Gleichberechtigung in einer Beziehung leben zu wollen ist ätzend. Es ist anstrengend. Und unbequem. Es kostet viel Kraft und Nerven und zwingt uns immer wieder dazu, zu diskutieren. Das macht mir häufig auch keinen Spaß und doch gibt es für mich keine Alternative. Wenn Romantik bedeutet, dass ich nicht selbstbestimmt und unabhängig für mich sorgen darf, ohne meine komplette Beziehung infrage zu stellen, dann: “Für mich bitte einmal ohne!”
Mein Mann und ich haben uns inzwischen entschieden, im wahrsten Sinne des Wortes in unsere gemeinsamen Wertvorstellungen zu investieren und eben für die Änderungen von Kredit und Grundbuch zu bezahlen. Das mindert die Wut auf ihn. Die auf die strukturellen Nachteile für Frauen bleibt. Und das ist auch gut so!

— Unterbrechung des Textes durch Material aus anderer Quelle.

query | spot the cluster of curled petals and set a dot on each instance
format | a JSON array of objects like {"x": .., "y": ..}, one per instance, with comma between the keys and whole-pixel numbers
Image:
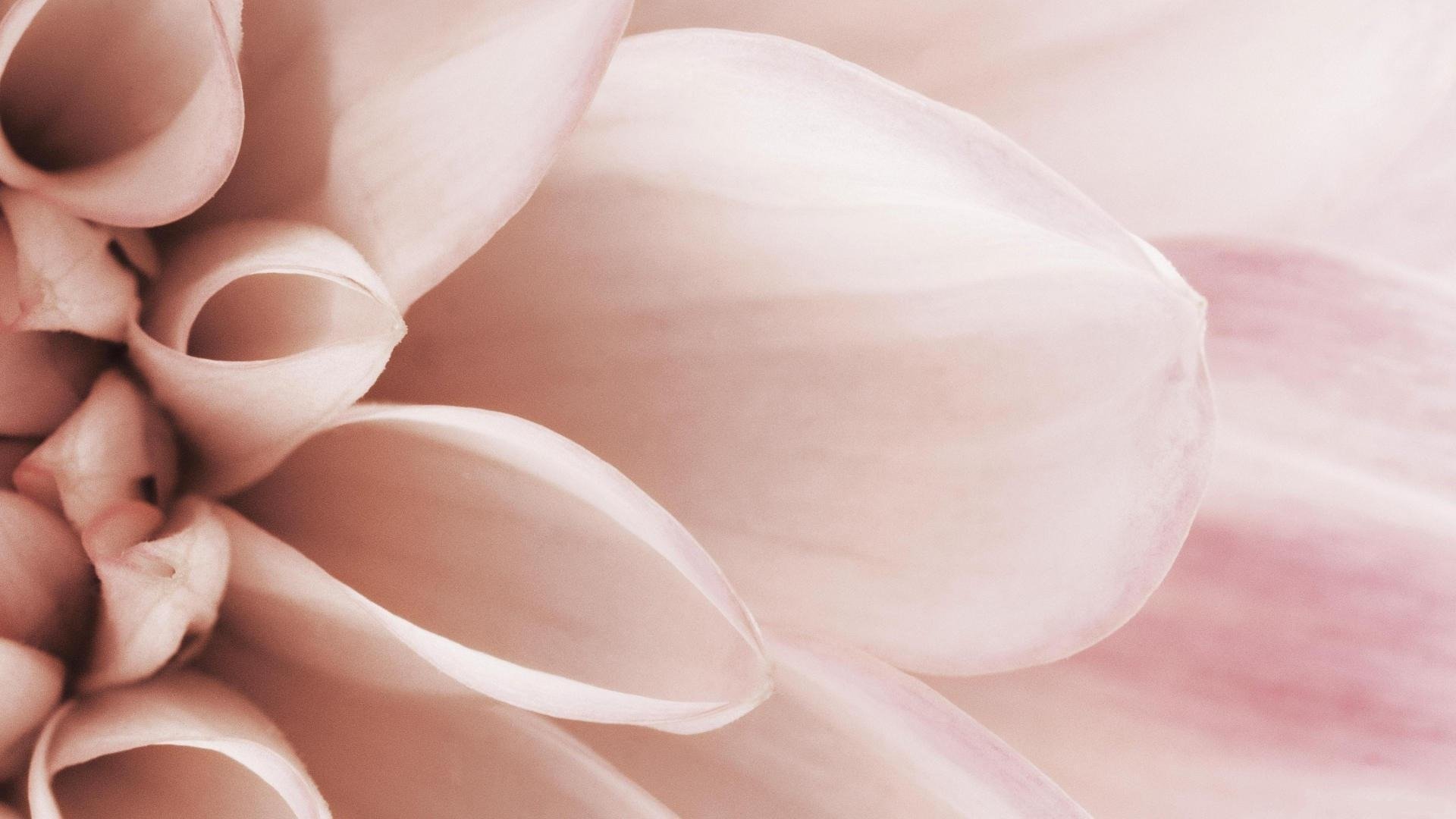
[{"x": 767, "y": 439}]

[1] Versorgungswerk = Pendant der gesetzlichen Rentenversicherung für kammerfähige freie Berufe
[2] Die Altersgrenze für die Übernahme in ein Beamtenverhältnis auf Probe liegt in NRW seit 2015 auf der Vollendung des 42. Lebensjahres. Es besteht die Möglichkeit, die Höchstaltersgrenze pro Kind um 3 Jahre, bei mehreren Kindern um maximal 6 Jahre zu erhöhen. (Verband Bildung und Erziehung. Landesverband NRW. https://vbe-nrw.de/?content_id=47339)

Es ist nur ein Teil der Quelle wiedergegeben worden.